I'm 39, wife and 2 kids, and run a successful company, and I would guess am in the top 2 or 3% of earners in the UK. I live in a 3-bed semi in Haywards Heath and would like to buy a 4-bed detached property with a decent garden, 2 or 3 bathrooms, couple of reception rooms and a driveway in Cuckfield / Lindfield / Hurstpierpoint or one of those villages at some point in the next 5 years.
I feel like with the job I do and position I'm in, that doesn't sound too extravagant or ambitious. Yet the numbers simply don't add up. It would require around a £700K mortgage, which I wouldn't get, and monthly mortgage payments that would make the whole thing pointless.

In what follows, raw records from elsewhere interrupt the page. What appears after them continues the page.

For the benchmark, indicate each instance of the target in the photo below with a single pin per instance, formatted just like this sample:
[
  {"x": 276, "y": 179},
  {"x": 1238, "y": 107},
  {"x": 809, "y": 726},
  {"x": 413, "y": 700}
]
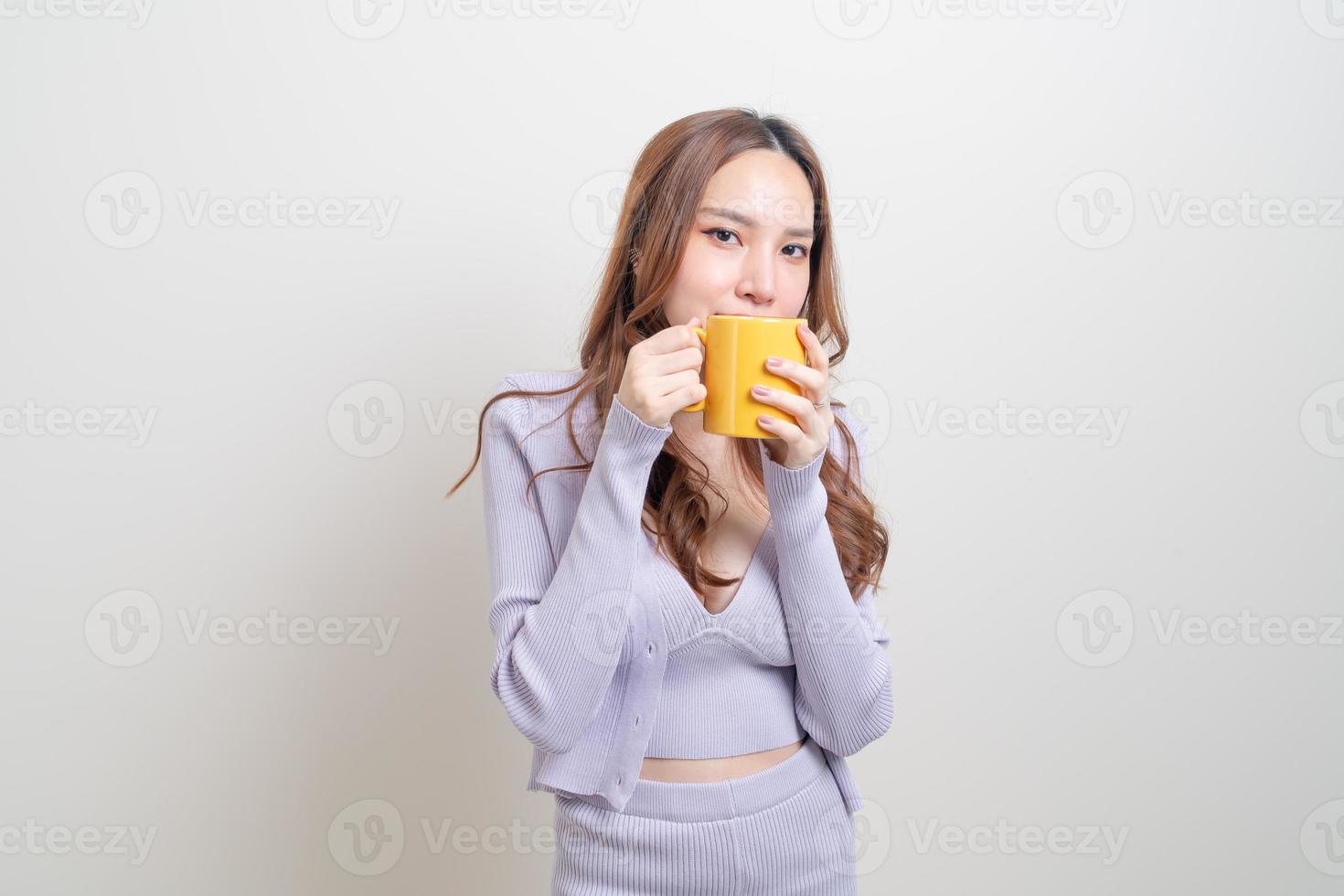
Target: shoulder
[
  {"x": 525, "y": 414},
  {"x": 858, "y": 427}
]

I'm not moaning about it, because I'm incredibly fortunate to be in such a position, but I just find the situation absolutely insane. There are hundreds, if not thousands of houses like this within a 10 mile radius of me, but they seem completely unobtainable to someone like me. Yet I don't think there are hundreds, if not thousands of millionaires in the area that have mountains of cash available to buy these properties. So who lives in these houses? Is it just the Boomer generation who bought them in the 70s for £60K and have 3 empty bedrooms? Are their descendants just waiting for them to die so they can sell them and make the move up themselves?
It feels like unless you have some serious inheritance, and are unfortunate enough to get it early, then you have no real hope of living in a really nice house unless you are literally earning £300 or £400K a year.
If I was doing what I do in my parents generation in the 80s I'd be living in a massive house with a swimming pool and a tennis court. Inheritance seems to completely skew the housing market, now more than ever before. Will it continue forever?
Also disagree. You can't take someone out for a couple of bottles of wine and a nice dinner over Teams and build and improve a relationship. It's not the same.
Based on the above you must be running a successful company for someone else... or you aren't in the top 2 or 3% of earners or both.